Nearly two decades ago, Mickey Zucker Reichert introduced fantasy readers to her greatest creation -- the Renshai, a race of warriors who lived for battle and swordcraft, and who began training in the art of war from the moment their fingers could grasp a weapon. Set in a world enriched by Norse mythology, Mickey's first two trilogies about the Renshai -- The Last of the Renshai and The Renshai Chronicles -- captivated readers as they followed the adventures of these legendary warriors who fought their way back from almost total extinction to claim a new homeland and find allies in a world where far too many still feared and despised them.
Flight of the Renshai and Fields of Wrath continue the Renshai saga begun in the previous two trilogies. Opening eighteen years after The Children of Wrath ended, Flight of the Renshai focuses on the main characters from the second trilogy, as well as their now-grown children. At the center of the story are the three sons of Kevral Tainharsdatter. While Flight brings readers into the heart of the long-dreaded Great War, Fields of Wrath picks up the story in the aftermath of that war.
With the Great War over, the Renshai have won back the Fields of Wrath. However, Tae Kahn -- Subikahn's father -- becomes ever more certain that a far larger and fiercer wave of enemy soldiers is headed toward them.
One Kjempemagiska and an army of their man-sized servants nearly defeated the entirety of the continent. This time, Tae is certain, the ranks will include hundreds of these strong, magical, Island-dwelling giants.
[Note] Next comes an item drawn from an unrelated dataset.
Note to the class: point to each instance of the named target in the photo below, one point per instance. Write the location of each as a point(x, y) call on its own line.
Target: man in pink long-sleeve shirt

The only hope for the peoples of the continent is to regather their war-weary troops and find a way to convince the few magical beings of their own world to assist them.
Unfortunately for Tae, no allies are available to assist.
It becomes a race against time as Tae and his friends struggle to convince the various Continental generals of the danger, attempt to turn reluctant, antagonistic mages and elves into allies, spy on the giant Kjempemagiska sorcerers, and seek some means to defeat an enemy powerful beyond contemplation.